Raegan looked back down at her paper, confusion wrinkling her brow. “They all came from urban addresses, I see that, but these are all over the Northwest.”
“Right. A couple of these kids went missing in Seattle, a few right here in Portland. There are two from Spokane. They’re all metropolitan areas, like you noticed, but look at the Portland addresses.” Raegan’s gaze followed his finger to an address listed on the paper. “You know where that is, don’t you?”
Yeah, she did. One of the worst neighborhoods in the city.
Alec leaned back in his seat. “Maybe I’m wrong, but I don’t think race is the link here. I don’t even think it’s age so much as it is the parents. How they lived, what kinds of neighborhoods they lived in. I bet if we searc
h deeper we’ll find that each of these kids came from low-income families. Maybe noneducated or drug-addict parents. People who don’t have the resources or connections to support a lengthy search for a missing child.”

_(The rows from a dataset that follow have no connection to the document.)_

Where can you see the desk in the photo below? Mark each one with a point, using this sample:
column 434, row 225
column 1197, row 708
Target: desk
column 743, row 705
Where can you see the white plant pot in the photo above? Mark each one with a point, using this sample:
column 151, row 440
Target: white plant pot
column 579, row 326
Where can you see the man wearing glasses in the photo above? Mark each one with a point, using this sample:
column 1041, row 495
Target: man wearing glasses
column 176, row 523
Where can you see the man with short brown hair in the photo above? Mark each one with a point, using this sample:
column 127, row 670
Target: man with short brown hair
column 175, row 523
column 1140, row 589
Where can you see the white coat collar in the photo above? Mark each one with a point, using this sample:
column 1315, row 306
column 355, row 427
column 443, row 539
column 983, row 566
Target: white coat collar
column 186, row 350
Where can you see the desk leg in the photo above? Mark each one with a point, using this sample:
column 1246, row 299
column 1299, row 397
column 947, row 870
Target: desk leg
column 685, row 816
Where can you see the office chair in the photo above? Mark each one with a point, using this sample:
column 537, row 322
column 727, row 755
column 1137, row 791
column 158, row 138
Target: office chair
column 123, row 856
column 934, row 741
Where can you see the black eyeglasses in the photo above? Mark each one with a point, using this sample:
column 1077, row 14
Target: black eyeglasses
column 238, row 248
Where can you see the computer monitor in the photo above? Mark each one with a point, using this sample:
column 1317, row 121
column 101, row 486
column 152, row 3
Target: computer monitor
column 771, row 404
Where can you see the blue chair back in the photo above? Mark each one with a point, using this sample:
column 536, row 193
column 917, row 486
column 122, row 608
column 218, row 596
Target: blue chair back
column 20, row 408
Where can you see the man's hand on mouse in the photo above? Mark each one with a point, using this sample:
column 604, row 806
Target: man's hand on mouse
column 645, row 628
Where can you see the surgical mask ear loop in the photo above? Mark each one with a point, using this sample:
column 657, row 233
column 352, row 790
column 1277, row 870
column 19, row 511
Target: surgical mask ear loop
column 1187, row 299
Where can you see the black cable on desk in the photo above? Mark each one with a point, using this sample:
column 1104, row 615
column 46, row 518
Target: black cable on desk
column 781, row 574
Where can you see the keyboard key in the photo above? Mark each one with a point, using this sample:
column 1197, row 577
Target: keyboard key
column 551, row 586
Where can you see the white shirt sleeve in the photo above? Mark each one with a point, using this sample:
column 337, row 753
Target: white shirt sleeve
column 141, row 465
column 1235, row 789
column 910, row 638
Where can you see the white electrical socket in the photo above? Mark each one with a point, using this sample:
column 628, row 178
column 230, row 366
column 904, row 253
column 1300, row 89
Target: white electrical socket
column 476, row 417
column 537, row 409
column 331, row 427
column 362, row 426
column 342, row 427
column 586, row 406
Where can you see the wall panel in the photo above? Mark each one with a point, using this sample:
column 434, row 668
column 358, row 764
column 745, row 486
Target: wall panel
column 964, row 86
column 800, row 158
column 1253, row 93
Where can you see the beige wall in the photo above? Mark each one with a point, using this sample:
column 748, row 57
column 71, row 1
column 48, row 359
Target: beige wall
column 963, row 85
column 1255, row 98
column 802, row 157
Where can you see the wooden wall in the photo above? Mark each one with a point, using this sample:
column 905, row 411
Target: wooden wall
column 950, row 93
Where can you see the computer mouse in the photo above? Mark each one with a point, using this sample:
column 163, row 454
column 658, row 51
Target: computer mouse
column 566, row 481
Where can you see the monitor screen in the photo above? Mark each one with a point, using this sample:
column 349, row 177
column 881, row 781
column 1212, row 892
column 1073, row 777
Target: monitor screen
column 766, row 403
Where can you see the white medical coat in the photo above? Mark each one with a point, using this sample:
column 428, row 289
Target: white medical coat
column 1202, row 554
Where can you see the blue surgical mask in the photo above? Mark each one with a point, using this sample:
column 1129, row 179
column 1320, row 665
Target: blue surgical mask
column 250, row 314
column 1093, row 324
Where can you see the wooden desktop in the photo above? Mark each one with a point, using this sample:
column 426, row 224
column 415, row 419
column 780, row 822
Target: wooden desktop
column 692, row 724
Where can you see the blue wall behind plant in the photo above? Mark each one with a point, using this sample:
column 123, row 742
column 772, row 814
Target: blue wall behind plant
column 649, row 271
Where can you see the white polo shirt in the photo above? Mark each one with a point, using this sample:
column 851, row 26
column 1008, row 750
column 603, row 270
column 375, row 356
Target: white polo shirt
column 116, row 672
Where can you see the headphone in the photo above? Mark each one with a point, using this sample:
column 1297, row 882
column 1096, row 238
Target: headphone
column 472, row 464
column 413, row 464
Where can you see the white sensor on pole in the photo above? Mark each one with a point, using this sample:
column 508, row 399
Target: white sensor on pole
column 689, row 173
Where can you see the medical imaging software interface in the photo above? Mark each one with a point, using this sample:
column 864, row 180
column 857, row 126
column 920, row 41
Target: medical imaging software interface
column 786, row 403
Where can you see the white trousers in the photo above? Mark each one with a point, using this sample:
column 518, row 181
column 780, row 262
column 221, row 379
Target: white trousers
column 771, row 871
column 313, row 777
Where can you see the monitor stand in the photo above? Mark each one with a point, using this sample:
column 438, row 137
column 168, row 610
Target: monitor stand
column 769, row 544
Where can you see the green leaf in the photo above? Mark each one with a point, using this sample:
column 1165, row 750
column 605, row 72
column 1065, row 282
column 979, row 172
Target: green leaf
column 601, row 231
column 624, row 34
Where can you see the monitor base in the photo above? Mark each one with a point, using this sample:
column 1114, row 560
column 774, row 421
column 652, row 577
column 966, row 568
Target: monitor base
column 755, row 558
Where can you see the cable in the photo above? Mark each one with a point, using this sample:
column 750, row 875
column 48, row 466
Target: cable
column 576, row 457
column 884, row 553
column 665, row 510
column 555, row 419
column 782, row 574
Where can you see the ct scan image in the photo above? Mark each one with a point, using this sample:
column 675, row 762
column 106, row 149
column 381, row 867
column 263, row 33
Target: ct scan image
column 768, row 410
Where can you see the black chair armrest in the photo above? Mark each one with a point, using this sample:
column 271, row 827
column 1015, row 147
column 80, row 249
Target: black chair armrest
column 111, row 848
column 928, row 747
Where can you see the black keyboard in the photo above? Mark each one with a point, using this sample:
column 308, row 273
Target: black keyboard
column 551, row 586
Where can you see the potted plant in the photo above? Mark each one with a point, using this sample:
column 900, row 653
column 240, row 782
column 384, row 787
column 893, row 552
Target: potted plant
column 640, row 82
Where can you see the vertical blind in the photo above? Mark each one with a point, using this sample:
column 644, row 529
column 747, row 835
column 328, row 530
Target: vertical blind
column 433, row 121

Like the resources they’d had when they’d searched for Emma.
Raegan swallowed hard as she stared at the papers. The police would have looked into the possible links between these cases. They would have checked race and age and location. Would they have seen what Alec saw, though? That it wasn’t just the location but type of location that could link these kids together?
Alec reached across the table and pulled three papers from the stack still in her hands. “These are the ones I say we start with. All three kids went missing here in the Portland area. They’re local. Should be easy enough to check out. Neighborhood alone isn’t going to tell us anything. We should interview the parents to see if our hunch is correct and if there are any other similarities between the kids we’re missing. After that we can widen our search and look into the others.”
“And what about the other two. The kids who were found yesterday? The girl in the hospital and that little boy found in a car on the side of the highway?”
“They may or may not be connected. We can find out pretty quickly, though. Remember my friend Hunt?”
Hunter O’Donnell. Of course she remembered him. Hunt and Alec had gone to college together. “Yes.”
“I’ll give him a call and see if he can look into those two for us. He has a way of digging up things even the press can’t.”
Hunt was a former-military man who now ran his own PI and securities firm somewhere in Portland. Raegan had never approved of some of his questionable methods of obtaining information, but she’d been willing to look the other way when Emma had disappeared, and she was willing to look away now. “Okay.”
Alec finished the rest of his coffee. “Why don’t you pick which one you want to start with tomorrow and we’ll set up a meeting with the parents.” He pulled his phone from his pocket and checked the screen. “I have a conference call about an upcoming assignment in the morning, but I could meet you around one o’clock if that works for you.”